Why Transparency Matters: Helping Brokers Understand Drug Pricing

Brokers play a key role in connecting employers with health care coverage options, including facilitating affordable prescription drug benefits for employers, which are a leading health care cost. In California, prescription drugs accounted for 11.2% ($60.36 per member per month) of the health plan premium in 2021, after manufacturer rebates. Health plan spending on prescription drugs in California has skyrocketed by $2.1 billion since 2017, including an almost $700 million increase in 2021 alone. With this trend projected to continue, employers and brokers are eager for a solution.

The current pricing models are largely closed networks of information, with brokers relying on imperfect information and incomplete data that limits their ability to advocate for employers. The model needs to change, but it can only happen if we empower brokers with information that better explains the true cost of drugs. Ultimately, transparency will benefit employers and their employees, while increasing value to the brokers’ role in evaluating and recommending health care options for their clients.


The three biggest concerns for brokers and employers today

Brokers and employers face three big challenges with drug pricing: lack of cost transparency, escalating prices, and an explosion of new drugs and expensive specialty therapies. Transparency is at the forefront of reform efforts, evidenced by the number of pharmacy benefit manager (PBM) hearings and the plethora of bills introduced by Congress this year.

About half of drug prices have been outpacing inflation in recent years. Specialty drugs and emerging therapies are exploding in both volume and price, contributing to the trend of prescription drugs making up a greater percentage of the total health insurance cost than before. Value-based pricing, where real-world evidence is used to determine effectiveness for each patient using the treatment, is not yet the nor,m despite years of interest. This leaves employers vulnerable to paying for drugs that may not be the best therapeutic option, combined with employees clamoring for drugs they hope will improve their health. Brokers are then left trying to explain to employers increasing costs associated with expensive, potentially transformative drugs. And how much employers are willing to absorb is unknown.


What else should brokers be thinking about?

Brokers must show employers the value of their offering, presenting comprehensive information on pricing and effectiveness. They must also validate how they are improving employee access and outcomes, while maintaining sustainably affordable offerings. Employers look to brokers for help with information that supports the return on investment and year-over-year metrics that quantify value. But brokers can only provide their analysis based on the limited data they have.

New technology is key to enabling greater transparency. Brokers are doing their best to share prescription drug costs on old-fashioned spreadsheets, calculating list price, average wholesale price (AWP), rebates, and other discounts. There’s only so much that brokers can do when the foundation for the pricing data arrives inflated and obscured, making it impossible to know what drives the original pricing. On top of that, rebates, commonly used to lower employer costs, have actually been shown to raise drug prices. With convoluted pricing schemes and opacity, pharmaceutical manufacturers and PBMs are better able to maintain a hold over higher drug pricing.

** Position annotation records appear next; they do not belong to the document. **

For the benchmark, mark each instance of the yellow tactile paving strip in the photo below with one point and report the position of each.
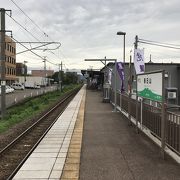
(72, 163)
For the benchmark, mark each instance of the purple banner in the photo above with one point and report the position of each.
(120, 69)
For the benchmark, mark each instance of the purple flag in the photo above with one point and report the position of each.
(120, 69)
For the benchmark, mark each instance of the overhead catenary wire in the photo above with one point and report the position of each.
(47, 49)
(169, 44)
(154, 43)
(41, 57)
(29, 18)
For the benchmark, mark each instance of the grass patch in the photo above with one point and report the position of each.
(31, 108)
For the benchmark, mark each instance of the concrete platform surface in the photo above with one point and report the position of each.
(112, 150)
(48, 159)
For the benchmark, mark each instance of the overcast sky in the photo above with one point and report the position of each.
(87, 29)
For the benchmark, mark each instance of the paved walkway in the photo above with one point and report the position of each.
(111, 150)
(48, 159)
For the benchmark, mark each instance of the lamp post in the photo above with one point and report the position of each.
(44, 61)
(25, 71)
(122, 33)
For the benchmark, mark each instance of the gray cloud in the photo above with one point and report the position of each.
(88, 27)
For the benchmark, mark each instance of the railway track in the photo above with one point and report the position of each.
(15, 153)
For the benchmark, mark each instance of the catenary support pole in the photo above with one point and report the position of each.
(2, 59)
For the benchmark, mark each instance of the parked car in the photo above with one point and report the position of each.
(17, 86)
(37, 86)
(9, 89)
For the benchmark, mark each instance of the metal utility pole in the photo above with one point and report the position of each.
(2, 61)
(25, 71)
(44, 72)
(135, 47)
(61, 77)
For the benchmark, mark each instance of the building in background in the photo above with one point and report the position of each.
(10, 60)
(21, 69)
(42, 73)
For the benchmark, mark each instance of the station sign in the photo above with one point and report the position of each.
(150, 85)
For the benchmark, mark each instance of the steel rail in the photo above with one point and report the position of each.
(67, 96)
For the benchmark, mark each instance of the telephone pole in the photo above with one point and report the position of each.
(61, 77)
(44, 72)
(2, 61)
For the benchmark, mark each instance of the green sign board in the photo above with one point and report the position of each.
(149, 86)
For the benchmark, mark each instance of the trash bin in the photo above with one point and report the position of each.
(106, 93)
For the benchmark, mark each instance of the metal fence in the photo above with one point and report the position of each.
(150, 117)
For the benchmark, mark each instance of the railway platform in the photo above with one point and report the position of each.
(91, 142)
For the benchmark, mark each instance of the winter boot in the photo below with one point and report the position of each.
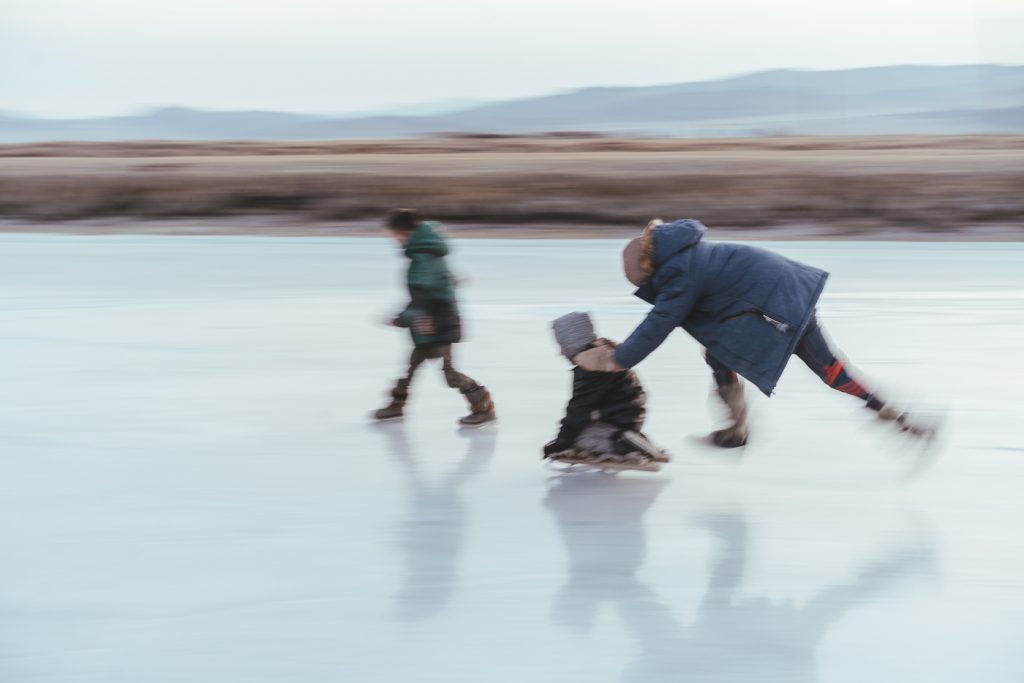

How brokers and employers can thrive with transparency

Brokers want to make health care sustainably affordable, but don’t always have the ability. Greater transparency in data and price points will allow the brokers to better evaluate efficacy and value correlations that can save employers money while addressing emerging employee medical needs. But, gaining access to data sets showing how the prescription drug model is structured, including how much PBMs are taking for themselves and drug costs with and without rebates, is more difficult than it sounds. It’s vital to let brokers and employers have full visibility into actual pricing, along with quality, safety and efficacy data, to know what they are paying for. This   will equip employers with the right information to make the best decisions around pharmacy benefits for their employees. Without visibility into the manufacturer’s starting price for medications, it’s impossible for brokers, employers, and plans to work together in providing healthcare at the lowest cost.

Empowering brokers to move toward a transparent model may require a different arrangement to bridge any payment gaps involving rebates. Health plans can, and must, be part of the solution. Health plans are uniquely equipped to negotiate value-based contracts directly with pharmaceutical manufacturers for the lives they cover, and setting up these direct arrangements removes players who may not provide enough value to justify their additional costs. And, brokers and health plans will have to work together to figure out how to price and compare these new value-based contracts in a world where rebates are still the norm. Brokers can help with more than the numbers.  They can share data with plans on how they can make members’ lives easier and improve their health plan offerings, e.g. by using mail-order pharmacies, innovative specialty drug solutions, or other patient-centered programs. Doing so can help slow premium growth and better overall member experience, promote medication adherence, and improve health outcomes. While there are no “silver bullet” solutions yet for burgeoning specialty medication prices, stakeholders will only succeed by working together to seek out innovative opportunities.

To put it simply, the status quo isn’t working. To reach their highest value in the market – and therefore provide patients with the most sustainably affordable care options – we must arm brokers with more comprehensive and transparent information to effectively contain costs for health plans, employers, and patients.